John Pickering was finishing a book about the Pickering Family Quartet, the Picks, the Pickering Brothers, and their musical careers.

Bob Lapham is an author with several books to his credit, including a novel (fiction with some facts) called Meet Me at the River Buddy Holly. He was a retired newspaper editor living in Abilene, Texas. He occasionally did some back-up singing produced by his son, John Mark Lapham, who has had a long association with England's musical group The Earlies.

Longtime members of the internet Rockabilly Hall of Fame, the original three Picks (John Pickering, the late Bill Pickering, and Bob Lapham) were inducted into the New Mexico Music Hall of Fame at Albuquerque, New Mexico on November 10, 2007. On February 23, 2009, a resolution was read into the Texas State Senate honoring the Picks for over 50 years of artistic contributions to the state. In 2006, the West Texas Music Hall of Fame presented the Picks the Pioneer Award.

===The Picks' overdubs===
In February 1984, Steve Hoffman, an employee of MCA sent what are known as safety copies of several Buddy Holly master recordings to John Pickering of the Picks who took them to Sound Masters studios in Houston, Texas. There, the reunited group overdubbed their new vocal parts onto at least 60 recordings, and sent them back. The general consensus seems to be that MCA might have issued these "new" recordings as an album. This however, was not to be.

With these plans having fallen through, Pickering decided to take matters into his own hands and release them himself.

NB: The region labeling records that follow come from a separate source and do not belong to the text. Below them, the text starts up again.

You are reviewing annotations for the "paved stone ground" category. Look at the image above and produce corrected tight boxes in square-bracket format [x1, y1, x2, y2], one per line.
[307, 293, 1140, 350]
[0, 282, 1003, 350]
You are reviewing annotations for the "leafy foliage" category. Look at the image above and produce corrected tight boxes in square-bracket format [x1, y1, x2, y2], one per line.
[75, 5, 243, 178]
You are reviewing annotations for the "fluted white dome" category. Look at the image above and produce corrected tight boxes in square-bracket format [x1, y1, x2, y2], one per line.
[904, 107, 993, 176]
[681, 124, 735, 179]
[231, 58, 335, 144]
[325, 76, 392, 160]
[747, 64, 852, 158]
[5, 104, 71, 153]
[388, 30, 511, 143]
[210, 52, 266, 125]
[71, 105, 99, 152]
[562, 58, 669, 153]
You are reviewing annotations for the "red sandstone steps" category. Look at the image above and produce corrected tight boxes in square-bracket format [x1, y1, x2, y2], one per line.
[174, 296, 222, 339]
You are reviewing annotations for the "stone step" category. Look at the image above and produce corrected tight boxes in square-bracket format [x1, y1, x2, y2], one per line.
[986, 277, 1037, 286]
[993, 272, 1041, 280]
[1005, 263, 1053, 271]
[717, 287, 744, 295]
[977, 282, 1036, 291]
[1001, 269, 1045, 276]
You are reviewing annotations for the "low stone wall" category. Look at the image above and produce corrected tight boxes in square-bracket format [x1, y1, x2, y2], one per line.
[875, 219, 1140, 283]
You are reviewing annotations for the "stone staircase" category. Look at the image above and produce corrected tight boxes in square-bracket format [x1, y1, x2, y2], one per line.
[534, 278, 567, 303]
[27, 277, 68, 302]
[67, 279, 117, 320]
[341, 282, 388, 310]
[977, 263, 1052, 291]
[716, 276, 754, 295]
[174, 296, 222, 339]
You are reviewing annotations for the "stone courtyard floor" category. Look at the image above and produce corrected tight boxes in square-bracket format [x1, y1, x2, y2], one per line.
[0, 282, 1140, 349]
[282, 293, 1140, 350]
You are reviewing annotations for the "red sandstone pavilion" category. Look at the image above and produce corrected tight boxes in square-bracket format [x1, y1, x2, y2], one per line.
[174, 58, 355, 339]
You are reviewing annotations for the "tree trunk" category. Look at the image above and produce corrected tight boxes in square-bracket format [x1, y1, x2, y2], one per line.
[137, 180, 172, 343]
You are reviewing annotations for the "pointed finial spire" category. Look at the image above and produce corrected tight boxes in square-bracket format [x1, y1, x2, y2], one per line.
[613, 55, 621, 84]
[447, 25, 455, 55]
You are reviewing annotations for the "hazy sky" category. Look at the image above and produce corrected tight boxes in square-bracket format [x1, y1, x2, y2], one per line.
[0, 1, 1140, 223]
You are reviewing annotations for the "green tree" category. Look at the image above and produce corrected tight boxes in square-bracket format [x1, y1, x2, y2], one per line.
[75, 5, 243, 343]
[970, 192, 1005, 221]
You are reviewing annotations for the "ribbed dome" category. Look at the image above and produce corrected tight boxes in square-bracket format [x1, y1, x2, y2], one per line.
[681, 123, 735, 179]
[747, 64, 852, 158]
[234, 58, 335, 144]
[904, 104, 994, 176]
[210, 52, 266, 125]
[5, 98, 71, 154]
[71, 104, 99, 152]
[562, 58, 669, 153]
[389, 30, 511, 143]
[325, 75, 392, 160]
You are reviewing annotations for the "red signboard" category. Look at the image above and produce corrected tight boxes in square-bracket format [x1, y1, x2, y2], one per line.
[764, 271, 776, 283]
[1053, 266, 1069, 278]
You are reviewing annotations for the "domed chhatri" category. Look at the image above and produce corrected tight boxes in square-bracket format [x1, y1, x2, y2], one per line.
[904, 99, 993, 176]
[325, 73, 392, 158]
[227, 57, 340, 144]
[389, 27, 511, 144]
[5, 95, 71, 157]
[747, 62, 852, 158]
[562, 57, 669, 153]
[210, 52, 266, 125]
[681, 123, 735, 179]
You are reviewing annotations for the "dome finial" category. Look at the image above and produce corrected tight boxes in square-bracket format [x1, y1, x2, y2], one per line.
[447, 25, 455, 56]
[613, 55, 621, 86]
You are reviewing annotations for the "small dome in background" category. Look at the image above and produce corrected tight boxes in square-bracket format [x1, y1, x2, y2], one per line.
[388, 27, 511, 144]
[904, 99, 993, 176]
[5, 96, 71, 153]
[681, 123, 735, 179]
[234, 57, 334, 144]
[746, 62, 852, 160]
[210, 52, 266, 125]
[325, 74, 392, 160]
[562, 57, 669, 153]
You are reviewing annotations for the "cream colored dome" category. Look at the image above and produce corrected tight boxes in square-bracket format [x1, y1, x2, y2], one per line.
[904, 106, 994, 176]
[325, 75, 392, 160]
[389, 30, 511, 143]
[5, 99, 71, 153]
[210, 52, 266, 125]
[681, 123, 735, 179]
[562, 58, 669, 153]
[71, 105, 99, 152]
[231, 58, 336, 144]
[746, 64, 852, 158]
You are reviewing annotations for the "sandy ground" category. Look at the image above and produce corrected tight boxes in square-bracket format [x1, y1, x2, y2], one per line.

These recordings slowly made their way to the public on privately pressed albums like The Original Chirping Sound and Buddy Holly Not Fade Away. In 1992, Pickering approached Viceroy Records to arrange a deal for major nationwide distribution of these overdubbed recordings. He hit a brick wall when MCA made it clear that Pickering did not have proper legal clearance to release such recordings. Andy McKaie, an MCA executive, has stated that Pickering has never bothered to ask for licensing on the songs. Given the reported volume of sales of such albums it may seem surprising that MCA chose not to take legal action to stop the unauthorised use of their masters. To this day, many budget labels release these recordings, again without authorisation from MCA. Such albums often masquerade as 'Buddy Holly Greatest Hits' and some buyers seem to have been unaware that they are not the original versions. There has been much criticism in such Rock'n'Roll magazines as Holly International and Now Dig This, and online, from Buddy Holly fans who regard the Picks intrusion on classic Holly recordings as 'like painting a moustache on the Mona Lisa'.

==Death==

Billy Duane Pickering died January 25, 1985, at age 57.

John Winton Pickering died on February 28, 2011, in Houston, Texas, following complications after a stroke, aged 77.

Bob Lapham died April 4, 2018, at age 83 in Abilene, TX.